News Roundup: About 1 in 5 US Commercial Banks Spend at Least Half Their Compliance Budgets on KYC

CCI staff share recent surveys, reports and analysis on risk, compliance, governance, infosec and leadership issues. Share details of your survey with us: editor@corporatecomplianceinsights.com.

Fenergo: About 60% of mid-market commercial banks spend more than one-third of their compliance budgets on KYC

Commercial banks in the U.S. are facing an evolving Know Your Customer (KYC) landscape as regulatory scrutiny demands strict due diligence measures, and their compliance spending reflects that, according to a survey by KYC provider Fenergo.

Among U.S. commercial banks, 20% dedicate more than half of their compliance budget to KYC, while about 40% spend about a third of their compliance budget on KYC, the report found.

Other key findings:

• Popular technology investment areas included operational risk (37%), cybersecurity risk (36%) and financial crime risk (36%) among all banks, while those in the largest category (managing $51 billion to $100 billion in assets), financial crime risk was their top technology investment priority.
• Half of respondents reported losing clients due to slow and inefficient onboarding processes.
• Only 17% of those surveyed fully automate workflows for their credit decisioning processes.

Survey respondents included chief operations officers, chief compliance officers, chief risk officers and chief information officers at mid-market commercial banks in the U.S. with assets ranging from $10 billion to $100 billion.

Survey: About one-third of business leaders say deepfakes haven’t increased fraud risk

Just under one-third (31%) of business leaders say scams powered by deepfake technology haven’t raised their organization’s fraud risk, according to a small survey of C-suite executives by Business.com.

The site’s survey of 244 CEOs and executives found that about 10% of executives said their companies had faced deepfake threats, though few have taken steps to mitigate risks, with more than half saying their employees haven’t had training to identify or address deepfake-powered fraud attempts.

Only 16% of those surveyed said they were very familiar with deepfakes, including how they’re made, their potential uses and their implications.

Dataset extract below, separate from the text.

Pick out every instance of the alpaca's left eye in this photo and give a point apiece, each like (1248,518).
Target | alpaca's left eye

Report: More than half of global organizations can’t adequately track and report on sensitive data sent externally

Global organizations continue to grapple with how to protect sensitive information in an increasingly complex cyber threat landscape, according to a Kiteworks report that found more than half of those surveyed (57%) lack the ability to track, control and report on sensitive data shared externally.

The findings, part of the company’s annual report on compliance and security around sensitive content communications, also found that 32% of organizations experienced seven or more data breaches in 2023, while two-third exchanged sensitive content with 1,000 or more third parties.

Only 11% of surveyed organizations said they didn’t need to improve security around sensitive content, a number that fell considerably from the 26% who said so in 2023.